The GDPR requires companies to be more transparent about the data processing they carry out. While consumers were used to seeing information at the bottom of personal data collection forms, candidates or suppliers were not used to companies being truly transparent towards them as well. Likewise, companies were not used to being so transparent.
Companies had to identify all their suppliers and service providers in order to agree with them on the distribution of their data protection responsibilities and undertook to qualify the role of each of their suppliers (subcontractor, joint controller, separate controller) a task much more complex and time consuming than it seems.
Companies also had to determine precisely the appropriate retention periods for each personal data collected. This is one of the most complex issues: it requires a close partnership between the legal and IT teams in order to determine retention periods adapted to the company's obligations and limitation periods. Once retention periods have been determined, they must be effectively implemented in internal processes. This is not easy because the tools available to companies are not necessarily adapted to the implementation of efficient data wiping or archiving processes.
Finally, companies had to inform and educate all their teams about the challenges related to personal data protection, either through e-learning training, on-site intervention by people specialized in the subject or through written documents.
In any case, the turning point was not obvious for all companies and the transition was harder for some than for others: those who had never done anything since 1978, the date on which the Data Protection Act began to apply, were necessarily busier than the others.
Are we moving towards a global regulation?
There is indeed no uniform international regulation. However, a very interesting trend seems to be emerging. The GDPR is becoming a European soft power tool. With no digital giants, unlike China or the United States, the European Union uses the GDPR as an instrument to influence foreign legislation.
In addition, the many data breach scandals that have had a major media impact, such as Cambridge Analytica, Equifax or Uber, have made personal data protection a central issue and concern worldwide.
- In the United States, initiatives to adopt legislation to protect personal data are multiplying with the adoption of laws by many States and recently the adoption of the California Consumer Privacy Act (adopted on June 28, 2018, and effective as of January 1st, 2020).
- Brazil adopted its own data protection regulation on August 14, 2018 (effective February 1st, 2020) to prevent the misuse of personal data and to provide a higher level of confidentiality and security for data subjects.
- China adopted a law on cybersecurity on November 7, 2016 (entered into force on June 1st, 2017), 11 articles of which are devoted to data protection. It also established general principles in December 2017 (entered into force on May 1st, 2018) that appear to be similar to the European approach.
Moreover, several countries have updated their national legislation in order to facilitate discussions with the European Commission for the adoption of an adequacy decision. Indeed, such a decision is taken when the Commission finds that a third country or an international organisation ensures an adequate level of protection in accordance with European principles (Article 45 of the GDPR). For example, this is the case of Japan, for which an adequacy decision was taken on January 25, thereby making data transfers between the countries of the European Union and Japan more fluid.

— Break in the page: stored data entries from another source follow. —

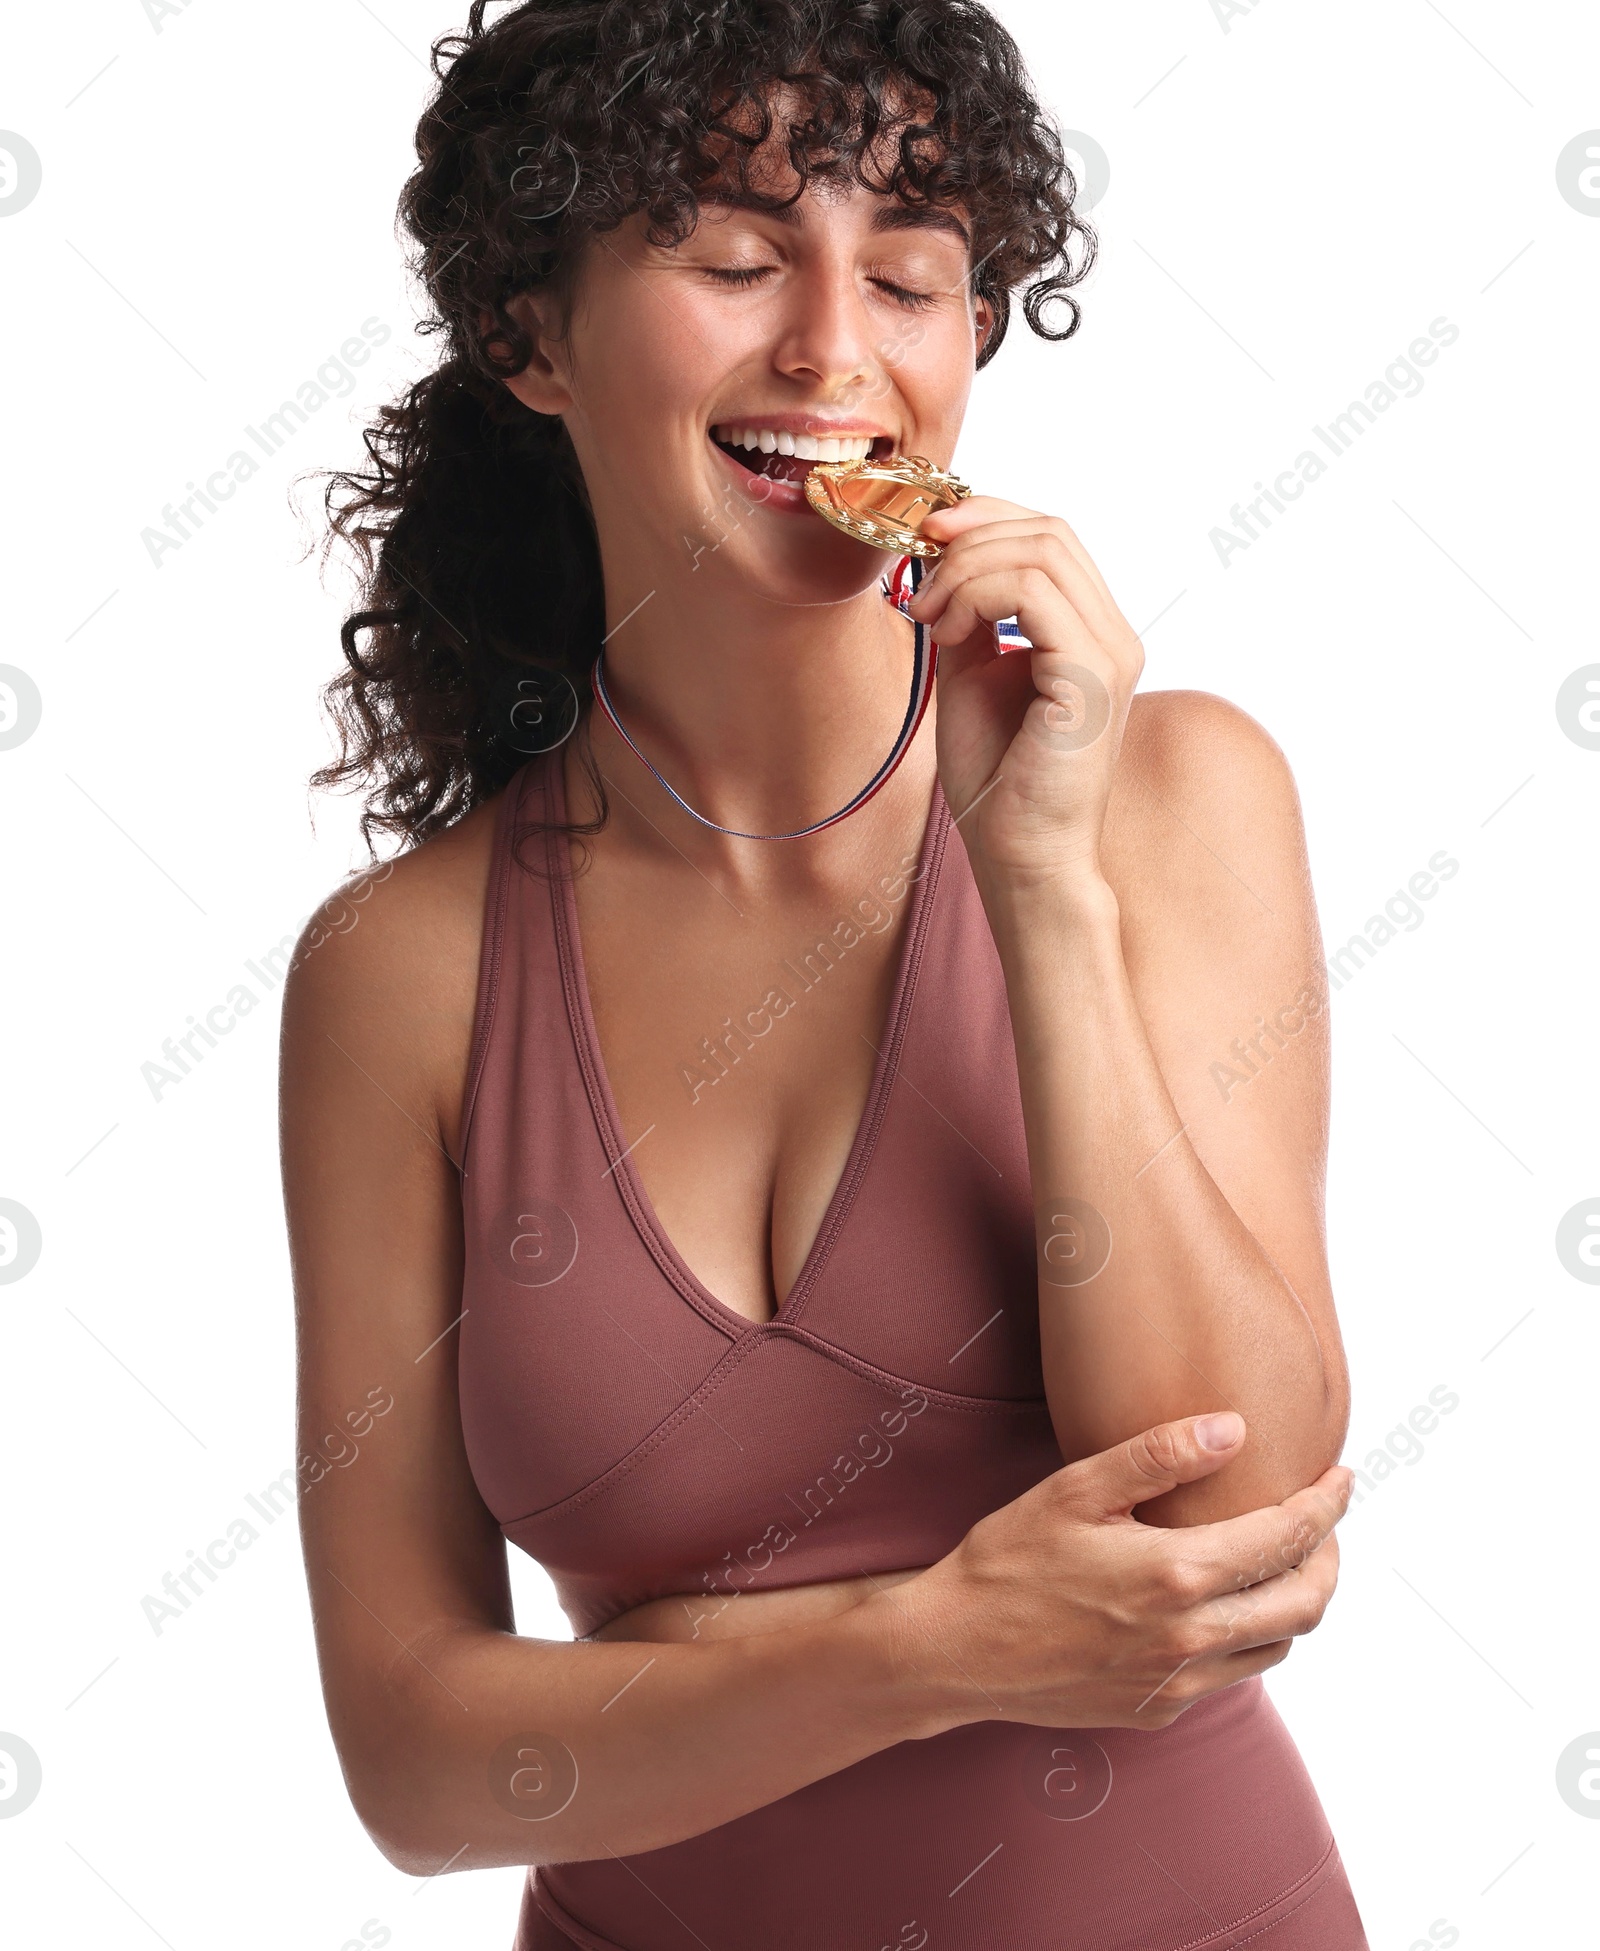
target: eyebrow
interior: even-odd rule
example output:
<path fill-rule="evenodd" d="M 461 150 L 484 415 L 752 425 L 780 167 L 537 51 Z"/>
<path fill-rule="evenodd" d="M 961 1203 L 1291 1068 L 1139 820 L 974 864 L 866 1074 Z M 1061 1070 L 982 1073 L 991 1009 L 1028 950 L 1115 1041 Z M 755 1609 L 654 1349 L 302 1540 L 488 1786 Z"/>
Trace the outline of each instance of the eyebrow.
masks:
<path fill-rule="evenodd" d="M 708 191 L 701 201 L 728 210 L 753 210 L 761 216 L 771 217 L 774 223 L 786 224 L 793 230 L 799 230 L 805 224 L 805 217 L 798 203 L 786 203 L 774 209 L 768 204 L 758 202 L 752 196 L 742 196 L 731 190 Z M 872 228 L 876 231 L 942 230 L 952 237 L 960 238 L 968 250 L 972 248 L 972 236 L 966 225 L 954 211 L 945 209 L 939 204 L 902 203 L 898 197 L 887 197 L 872 213 Z"/>

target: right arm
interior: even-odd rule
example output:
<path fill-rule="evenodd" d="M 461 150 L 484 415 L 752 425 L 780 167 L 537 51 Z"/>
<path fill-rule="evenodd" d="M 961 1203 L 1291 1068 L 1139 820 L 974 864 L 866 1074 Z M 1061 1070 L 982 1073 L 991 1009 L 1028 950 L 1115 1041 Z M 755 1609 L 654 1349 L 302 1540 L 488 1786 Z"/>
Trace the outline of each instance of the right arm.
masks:
<path fill-rule="evenodd" d="M 371 888 L 357 924 L 308 935 L 285 999 L 299 1452 L 323 1460 L 302 1462 L 301 1536 L 330 1728 L 385 1856 L 428 1875 L 633 1855 L 899 1741 L 997 1716 L 1162 1726 L 1282 1658 L 1331 1591 L 1334 1550 L 1315 1547 L 1345 1473 L 1223 1524 L 1139 1524 L 1158 1486 L 1235 1454 L 1202 1452 L 1191 1423 L 1057 1472 L 832 1617 L 752 1608 L 761 1630 L 690 1643 L 517 1635 L 456 1376 L 485 833 L 472 816 Z"/>

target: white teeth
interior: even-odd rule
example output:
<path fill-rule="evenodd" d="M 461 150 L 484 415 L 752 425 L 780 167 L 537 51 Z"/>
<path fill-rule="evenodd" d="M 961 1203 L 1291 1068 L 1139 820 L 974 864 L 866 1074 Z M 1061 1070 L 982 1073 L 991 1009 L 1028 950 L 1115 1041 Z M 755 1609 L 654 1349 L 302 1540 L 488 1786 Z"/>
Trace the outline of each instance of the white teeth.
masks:
<path fill-rule="evenodd" d="M 759 449 L 763 454 L 792 454 L 801 461 L 863 461 L 872 452 L 870 434 L 779 433 L 772 427 L 722 426 L 712 429 L 725 447 L 742 447 L 746 453 Z"/>

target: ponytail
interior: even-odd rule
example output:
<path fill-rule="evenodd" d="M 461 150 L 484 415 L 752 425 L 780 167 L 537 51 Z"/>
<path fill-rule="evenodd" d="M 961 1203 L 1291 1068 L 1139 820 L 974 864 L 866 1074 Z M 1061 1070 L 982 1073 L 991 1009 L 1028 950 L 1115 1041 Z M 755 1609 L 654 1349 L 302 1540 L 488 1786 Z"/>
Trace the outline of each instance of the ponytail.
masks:
<path fill-rule="evenodd" d="M 562 422 L 451 359 L 380 409 L 367 473 L 335 474 L 331 532 L 363 565 L 324 698 L 339 757 L 372 778 L 362 834 L 421 841 L 587 715 L 604 630 L 600 553 Z M 362 642 L 363 636 L 366 642 Z"/>

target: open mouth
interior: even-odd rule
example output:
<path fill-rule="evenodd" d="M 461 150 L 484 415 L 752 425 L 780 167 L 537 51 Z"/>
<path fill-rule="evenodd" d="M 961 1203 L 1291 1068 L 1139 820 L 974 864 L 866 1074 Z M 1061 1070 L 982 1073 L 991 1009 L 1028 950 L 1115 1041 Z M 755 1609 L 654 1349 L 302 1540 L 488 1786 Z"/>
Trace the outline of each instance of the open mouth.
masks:
<path fill-rule="evenodd" d="M 798 487 L 817 461 L 881 460 L 894 452 L 887 434 L 780 433 L 772 427 L 713 427 L 712 443 L 745 469 L 766 481 Z"/>

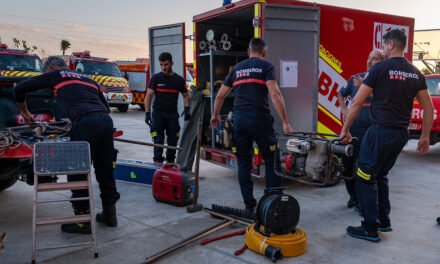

This will probably not lead to the development of a harmonised global regulation but can contribute to a convergence towards common standards. This confluence will be all the more likely to occur if the GDPR is perceived as a decisive competitive advantage. Indeed, multinationals will want to take advantage of these regulations to differentiate themselves from their competitors. This is the case of Microsoft, which applies the GDPR not only within the EU but also worldwide, in order to differentiate itself from the practices of other GAFAs.
The European model could certainly be a global standard for the protection of personal data. However, at this stage, the proliferation of different laws on personal data protection at the global level is somewhat worrying because it complicates the task of companies that have to comply with different regulations, which are not always necessarily compatible.
What should be the next steps to ensure the privacy of European citizens?
The next step will be to apply existing rules. Several highly protective provisions, such as those relating to automated decisions or profiling, have never been the subject of judicial decisions. In addition, a more refined interpretation of the GDPR’s principles will be required, for instance updates of sectoral codes of conduct – such as in insurance or health – as well as ensuring their interlinking with advanced technologies (Blockchain, homomorphic encryption, anonymization, etc.). The difficulty and the paradox with self-regulation advocated by the GDPR lie within the form of legal uncertainty it induces for the most proactive and innovative groups. Indeed, in some cases, the latter cannot be certain that their approach will be validated until they are checked.